Introduction Symptomatic internal carotid artery occlusion (ICAO) can lead to neurologic decline, recurrent stroke, and mortality.

Objective We sought to evaluate the safety and feasibility of endovascular revascularization for ICAO without tandem intracranial large vessel occlusion (LVO).

Design, setting, and participants This is a retrospective cohort analysis of all patients presenting to a single academic center with ischemic stroke and ipsilateral cervical ICAO from November 2003 through April 2016. Patients were excluded if pre-procedural angiography demonstrated tandem LVO or if patients were known to have chronic ICAO.

Main outcome(s) and measure(s) Study endpoints included discharge neurologic examination, post-procedural infarct burden, 3-month functional outcomes, and treatment durability.

Results A total of 107 patients with symptomatic angiographically-confirmed cervical ICAO without tandem LVO were identified.
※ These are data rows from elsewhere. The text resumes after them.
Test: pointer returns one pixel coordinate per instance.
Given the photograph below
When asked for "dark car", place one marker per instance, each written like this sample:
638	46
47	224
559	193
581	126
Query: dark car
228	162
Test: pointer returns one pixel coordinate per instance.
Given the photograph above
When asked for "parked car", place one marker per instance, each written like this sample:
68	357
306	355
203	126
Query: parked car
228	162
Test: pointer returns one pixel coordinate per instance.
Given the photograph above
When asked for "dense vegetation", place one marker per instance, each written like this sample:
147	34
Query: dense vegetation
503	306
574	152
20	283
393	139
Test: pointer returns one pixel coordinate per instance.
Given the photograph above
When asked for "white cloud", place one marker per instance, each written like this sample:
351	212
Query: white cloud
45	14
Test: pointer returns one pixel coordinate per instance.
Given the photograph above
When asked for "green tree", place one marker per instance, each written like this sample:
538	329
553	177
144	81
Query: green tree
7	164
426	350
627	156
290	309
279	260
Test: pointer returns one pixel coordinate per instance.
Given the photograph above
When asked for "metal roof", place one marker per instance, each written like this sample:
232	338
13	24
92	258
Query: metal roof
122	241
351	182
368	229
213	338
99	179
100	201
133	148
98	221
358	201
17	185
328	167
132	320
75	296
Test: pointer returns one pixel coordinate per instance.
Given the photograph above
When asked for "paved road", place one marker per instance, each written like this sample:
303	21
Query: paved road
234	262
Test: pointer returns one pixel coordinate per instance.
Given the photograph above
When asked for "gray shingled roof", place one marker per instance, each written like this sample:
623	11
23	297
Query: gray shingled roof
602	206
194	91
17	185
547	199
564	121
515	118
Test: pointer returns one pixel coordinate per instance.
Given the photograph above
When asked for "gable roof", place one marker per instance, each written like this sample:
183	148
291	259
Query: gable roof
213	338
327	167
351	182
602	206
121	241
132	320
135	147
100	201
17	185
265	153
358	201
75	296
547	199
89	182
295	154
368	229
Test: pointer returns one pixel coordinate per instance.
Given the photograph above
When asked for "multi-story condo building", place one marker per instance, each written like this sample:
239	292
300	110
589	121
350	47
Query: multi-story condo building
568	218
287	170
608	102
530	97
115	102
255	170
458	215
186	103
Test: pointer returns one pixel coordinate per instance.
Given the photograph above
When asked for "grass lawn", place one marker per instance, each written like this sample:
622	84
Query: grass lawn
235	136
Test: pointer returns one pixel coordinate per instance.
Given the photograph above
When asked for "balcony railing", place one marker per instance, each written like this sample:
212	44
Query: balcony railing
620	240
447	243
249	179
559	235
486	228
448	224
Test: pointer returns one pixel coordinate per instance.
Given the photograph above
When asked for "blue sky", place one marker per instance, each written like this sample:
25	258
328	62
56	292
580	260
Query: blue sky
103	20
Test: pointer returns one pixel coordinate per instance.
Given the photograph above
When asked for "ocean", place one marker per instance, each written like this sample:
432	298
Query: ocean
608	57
Median admission NIH Stroke Scale (NIHSS) score was 8 (IQR 11). Baseline radiographic stroke severity was assessed by ASPECT score (median 9; IQR 2), perfusion mismatch (present in 93%), and clinical imaging mismatch (42%). Median time from symptom onset to treatment was 25 hours (IQR 61). Successful revascularization was achieved in 92% of patients. At discharge, 83% had stable/improved NIHSS score, while at 3 months 65% achieved independence (modified Rankin Scale score ≤2). The most common complication was distal embolization (22%) of which 16% required intra-arterial treatment. Rate of significant restenosis (≥70%) was 15% at 1 year.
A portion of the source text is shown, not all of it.